User radoslav11 has considered it

`0-indexed`

and storing Xor's`1-indexed.`

Thus xor[0] = 0.So, it's the same thing .

yes, so for

`[1,5]`

query we will consider`[0,5]`

right? Then if this is the 1st query what happens..it will add`pref[0]=0,`

`pref[1]=.`

. .`pref[5]=`

right? WHat does adding mean? Adding with the answer the number of occurence of`[target^value].`

and then increasing

`cnt[value]`

. so in this case value=0`cnt[0]=1`

intially..I am asking about this..why isn't this a problem? I mean we are increasing a value by 1 without any intention of doing so!!So look:

You have an subarray[L; R]

To find it's Xor you need the Xor of first L-1 elements and Xor of the first R elememts (lets call them pref[L-1] and pref[R]).

Now lets look at the same problem but where the quert was:

Query L, R: check if Xor of elements is equal to K

The solution is simple: just find the xor of the array = pref[l-1]^pref[r] and check if its equal to K.

For that we use MO's algorithm.

You can asume that the "window" in the algorithm is a set of integers.
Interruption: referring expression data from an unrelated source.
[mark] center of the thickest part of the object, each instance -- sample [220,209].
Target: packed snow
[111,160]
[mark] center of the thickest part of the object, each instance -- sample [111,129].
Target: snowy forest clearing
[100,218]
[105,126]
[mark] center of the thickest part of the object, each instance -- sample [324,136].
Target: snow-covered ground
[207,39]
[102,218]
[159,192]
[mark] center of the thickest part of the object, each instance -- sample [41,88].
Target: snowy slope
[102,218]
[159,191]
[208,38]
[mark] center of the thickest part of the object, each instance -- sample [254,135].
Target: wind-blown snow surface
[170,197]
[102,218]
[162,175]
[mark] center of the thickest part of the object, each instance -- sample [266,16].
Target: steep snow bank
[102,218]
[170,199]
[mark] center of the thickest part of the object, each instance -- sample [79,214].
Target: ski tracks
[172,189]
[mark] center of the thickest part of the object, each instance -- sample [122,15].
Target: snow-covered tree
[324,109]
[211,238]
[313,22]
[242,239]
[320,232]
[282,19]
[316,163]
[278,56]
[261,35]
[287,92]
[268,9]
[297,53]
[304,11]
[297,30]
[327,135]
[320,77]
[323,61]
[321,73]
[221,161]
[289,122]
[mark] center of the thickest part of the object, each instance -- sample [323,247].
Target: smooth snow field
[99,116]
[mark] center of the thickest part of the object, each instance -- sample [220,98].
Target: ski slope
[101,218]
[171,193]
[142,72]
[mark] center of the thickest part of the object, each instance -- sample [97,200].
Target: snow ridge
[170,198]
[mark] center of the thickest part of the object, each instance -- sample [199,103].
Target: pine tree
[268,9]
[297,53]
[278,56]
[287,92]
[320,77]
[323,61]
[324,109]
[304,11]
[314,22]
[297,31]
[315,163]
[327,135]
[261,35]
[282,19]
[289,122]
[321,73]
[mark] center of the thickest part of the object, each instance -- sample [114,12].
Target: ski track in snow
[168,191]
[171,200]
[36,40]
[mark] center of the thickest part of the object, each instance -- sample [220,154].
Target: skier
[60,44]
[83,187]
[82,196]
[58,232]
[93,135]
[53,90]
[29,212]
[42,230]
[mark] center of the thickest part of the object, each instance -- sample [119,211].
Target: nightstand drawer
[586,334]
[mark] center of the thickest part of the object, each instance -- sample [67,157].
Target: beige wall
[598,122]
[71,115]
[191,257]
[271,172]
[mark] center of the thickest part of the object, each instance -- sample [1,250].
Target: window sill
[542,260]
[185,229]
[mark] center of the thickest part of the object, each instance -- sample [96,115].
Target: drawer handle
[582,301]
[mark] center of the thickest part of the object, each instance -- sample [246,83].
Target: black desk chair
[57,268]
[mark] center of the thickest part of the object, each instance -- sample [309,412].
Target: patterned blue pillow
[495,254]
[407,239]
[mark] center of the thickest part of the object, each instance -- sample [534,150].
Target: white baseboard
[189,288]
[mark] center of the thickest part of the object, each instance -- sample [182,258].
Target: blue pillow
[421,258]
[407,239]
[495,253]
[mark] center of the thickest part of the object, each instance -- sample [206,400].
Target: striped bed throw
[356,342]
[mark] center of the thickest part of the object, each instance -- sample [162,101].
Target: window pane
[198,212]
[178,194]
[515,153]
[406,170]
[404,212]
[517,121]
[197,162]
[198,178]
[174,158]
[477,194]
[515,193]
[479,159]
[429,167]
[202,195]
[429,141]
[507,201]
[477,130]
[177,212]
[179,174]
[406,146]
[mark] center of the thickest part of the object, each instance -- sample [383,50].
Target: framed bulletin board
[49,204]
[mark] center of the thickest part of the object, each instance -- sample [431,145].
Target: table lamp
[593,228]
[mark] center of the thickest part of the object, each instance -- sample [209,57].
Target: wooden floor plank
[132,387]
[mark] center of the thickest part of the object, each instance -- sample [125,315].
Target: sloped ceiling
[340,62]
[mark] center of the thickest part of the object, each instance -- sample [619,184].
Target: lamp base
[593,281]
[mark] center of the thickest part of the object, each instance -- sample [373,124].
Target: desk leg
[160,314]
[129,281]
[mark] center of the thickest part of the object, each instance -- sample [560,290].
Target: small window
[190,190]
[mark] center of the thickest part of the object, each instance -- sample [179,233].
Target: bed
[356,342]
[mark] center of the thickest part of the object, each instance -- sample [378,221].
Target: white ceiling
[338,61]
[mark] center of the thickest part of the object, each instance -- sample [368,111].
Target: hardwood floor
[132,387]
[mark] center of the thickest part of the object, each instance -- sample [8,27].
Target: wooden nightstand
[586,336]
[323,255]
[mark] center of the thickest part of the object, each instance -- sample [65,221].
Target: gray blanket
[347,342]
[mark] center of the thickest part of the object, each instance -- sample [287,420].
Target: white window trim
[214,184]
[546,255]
In our case we need to find the number of pairs in pref[L-1; R] such that their xor is equal to K.

That means that we dont really have to store the current list of integers in the "window" but we can simply store the count.

Then when we add something what happens?

We see how many integers in our "window" xor the number we add are equal to K. This is equal to the number of occurrences of the current number we add xor K.

The delete is similar but we dont inrease our answer but decrease.

So this is the solution to this task using MO's algo.